Abstract
The importance of preventing failures in bearings has led to a large amount of research being conducted to find methods for fault diagnostics and prognostics. Many of these solutions, such as deep learning methods, require a significant amount of data to perform well. This is a reason why publicly available data are important, and there currently exist several open datasets that contain different conditions and faults. However, one challenge is that almost all of these data come from a laboratory setting, where conditions might differ from those found in an industrial environment where the methods are intended to be used. This also means that there may be characteristics of the industrial data that are important to take into account. Therefore, this study describes a completely new dataset for bearing faults from a pulp mill. The analysis of the data shows that the faults vary significantly in terms of fault development, rotation speed, and the amplitude of the vibration signal. It also suggests that methods built for this environment need to consider that no historical examples of faults in the target domain exist and that external events can occur that are not related to any condition of the bearing.
1. Introduction
The prevalence of bearings in different industrial applications and the anticipation of eventual failure [1] has led to a substantial amount of research being conducted that focuses on diagnostic and prognostic methods for bearing faults. These range from physics-based methods [2] to machine learning solutions. Recently, deep learning has become a valuable tool that can learn complex features in data from sources such as vibrations [3,4,5]. The latter includes methods based on manually extracted features [6] and raw vibration data [7]. In addition, for scenarios where labels are lacking, few-shot [8] and transfer learning methods are currently being studied [5,9,10]. Yet, these methods are highly dependent on data for training and testing. Currently, there exist different datasets that include high-quality data with a number of different fault scenarios, both artificially induced and naturally occurring. Despite this, the most significant issue with the currently available data is that few datasets contain data from a real industrial context. Given the lack of available data, it is unclear to what extent methods built in a laboratory environment work in an industrial environment [4,5]. In addition, there may be characteristics of the data in the industrial environment that are important to consider when building methods for bearing faults, which are currently unknown. Therefore, this study aims to describe a completely new bearing-fault dataset from an industrial environment.

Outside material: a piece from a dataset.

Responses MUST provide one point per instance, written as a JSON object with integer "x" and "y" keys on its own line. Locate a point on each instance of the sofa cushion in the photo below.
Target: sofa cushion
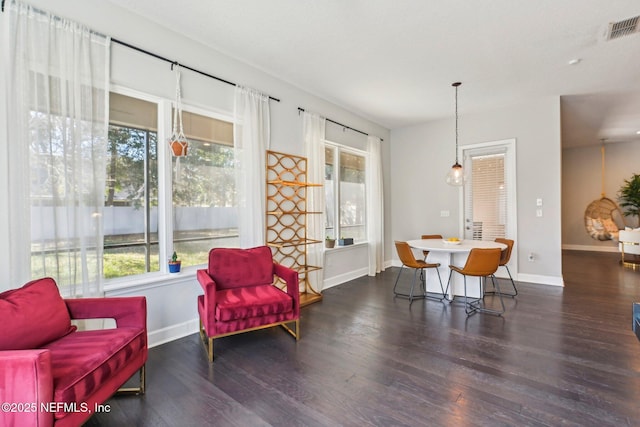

To achieve this, this study presents 10 different cases of different bearing faults, including ball, inner, and outer faults, as well as 1 case where an external event affects the vibration signal.
2. Extended Background
Several datasets have been published containing bearing faults. This includes the IMS dataset [11], the Paderborn University (PU) dataset [12,13], the Case Western Reserve University (CWRU) dataset [14], the Pronostia dataset [15], the Society for Machinery Failure Prevention Technology (MFPT) dataset [16], the Southeast University (SEU) dataset [17,18], the HUST dataset [19,20], and the time-varying dataset from Ottawa University [21]. As can be seen in Table 1, these datasets contain faults that have either been artificially induced, such as the CWRU and HUST datasets, or are naturally occurring such as the PU dataset. In addition, there are differences in how the datasets have been constructed. The IMS and Paderborn datasets have a run-to-failure setup, where the dataset for a single bearing contains all the data for its lifespan, starting from normal behaviour to failure. This differs from, for example, the CWRU and HUST datasets, which only contain data on faults and normal behaviour. Furthermore, these datasets contain data on bearings with different sizes, loads, and speeds. Overall, they cover a variety of different scenarios for different types of applications.
Table 1.
Overview of public datasets.
As all of the above-mentioned datasets were created in a controlled laboratory environment, high-quality data can be obtained that are also easily verifiable and arguable, making them suitable for benchmark applications. This means, for example, that they provide data with a high sampling rate and also that the faults have been clearly documented. However, the major issue with only using laboratory-based data is that the data found in an industrial environment may be different [4,5]. In this scenario, methods that perform well on the currently available data may not perform well in reality. It is, therefore, of great importance to make industrial data available not only to characterise the data but also to enable the use of data from the environment in which the methods are intended to be used. To achieve this, this paper will describe a new dataset for bearing faults from an industrial environment.
3. Experiment
3.1. Setup
To identify different cases and describe key traits of real industrial data, historical cases of bearing faults at a pulp mill factory were evaluated. The evaluation was based on data between 2019 and the end of 2022, and cases including bearings that showed clear signs of faults were selected. This was verified by both (when available) analyses of the faulty bearing when changed and by manually analysing the data prior to the bearing being changed.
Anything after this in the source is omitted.